A mãe da jovem faria aniversário anteontem. Na quarta-feira, um antigo paciente a procurou para buscar ajuda, sem saber da morte. Segundo uma amiga da enfermeira, mãe e filha comemoravam seus aniversários no mesmo mês. Luana completará 20 anos hoje. A última vez que viu a mãe foi um pouco antes dela morrer, já internada no hospital.
A casa alugada em que a família de Luana vivia no bairro Jardim Planalto Verde é hoje uma loja de aluguel de roupas para festas. “O casal brigava de vez em quando e os vizinhos viam. Isso é a única coisa que posso falar, o resto era uma rotina normal. A menina era tranquila”, disse uma vizinha. O dentista Mário Vedovello, também vizinho da família na antiga casa, lembrou que Luana estava sempre vestida de modo “exótico”. Ele se refere ao hábito constante da estudante se vestir de preto. “Tipo punk, como o pessoal fala hoje. Mesmo assim, nunca fiquei sabendo de problema nenhum”, afirmou. “A Luana se vestia de preto muitas vezes porque curtia rock. É uma pessoa legal, amiga de todos”, defendeu uma amiga, que pediu para ser identificada apenas como Carol.
Namoro
O namoro de Luana com o grafiteiro, segundo pessoas ouvidas pela reportagem, teria começado em Mogi Guaçu após a morte de Eli. Em vários pontos da cidade é possível encontrar pessoas com o sobrenome Caporalli, que chega até a ser nome de rua. Mas todos os procurados disseram ser parentes distantes do jovem e alegaram não ter qualquer contato com o grafiteiro, que deixou a cidade há alguns anos. “Uma vez eu recebi o pai dele aqui, com um currículo do filho nas mãos, para tentar arrumar trabalho para o menino com a gente. Mas eu não tinha qualquer vaga para oferecer. O contato foi esse. A família é grande”, lembrou um primo, que trabalha em uma pastelaria.
No Facebook
Em sua página no Facebook, Humberto Caporalli adota a denominação de Humberto Baderna. Na rede social ele exibe imagens contra a polícia e a mídia.
LEI DE SEGURANÇA NACIONAL
Lei nº 7.170, de 14 de dezembro de 1983.
Define os crimes contra a segurança nacional, a ordem política e social, estabelece seu processo e julgamento e dá outras providências.

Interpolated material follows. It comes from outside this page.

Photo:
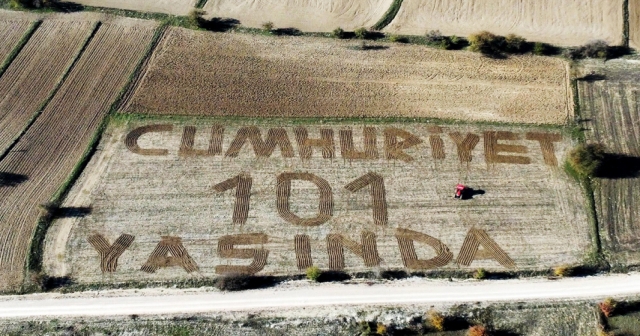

Art. 15 – Praticar sabotagem contra instalações militares, meios de comunicações, meios e vias de transporte, estaleiros, portos, aeroportos, fábricas, usinas, barragem, depósitos e outras instalações congêneres.
Pena: reclusão, de 3 a 10 anos.
§ 1º – Se do fato resulta: a) lesão corporal grave, a pena aumenta-se até a metade;
b) dano, destruição ou neutralização de meios de defesa ou de segurança; paralisação, total ou parcial, de atividade ou serviços públicos reputados essenciais para a defesa, a segurança ou a economia do País, a pena aumenta-se até o dobro;
c) morte, a pena aumenta-se até o triplo.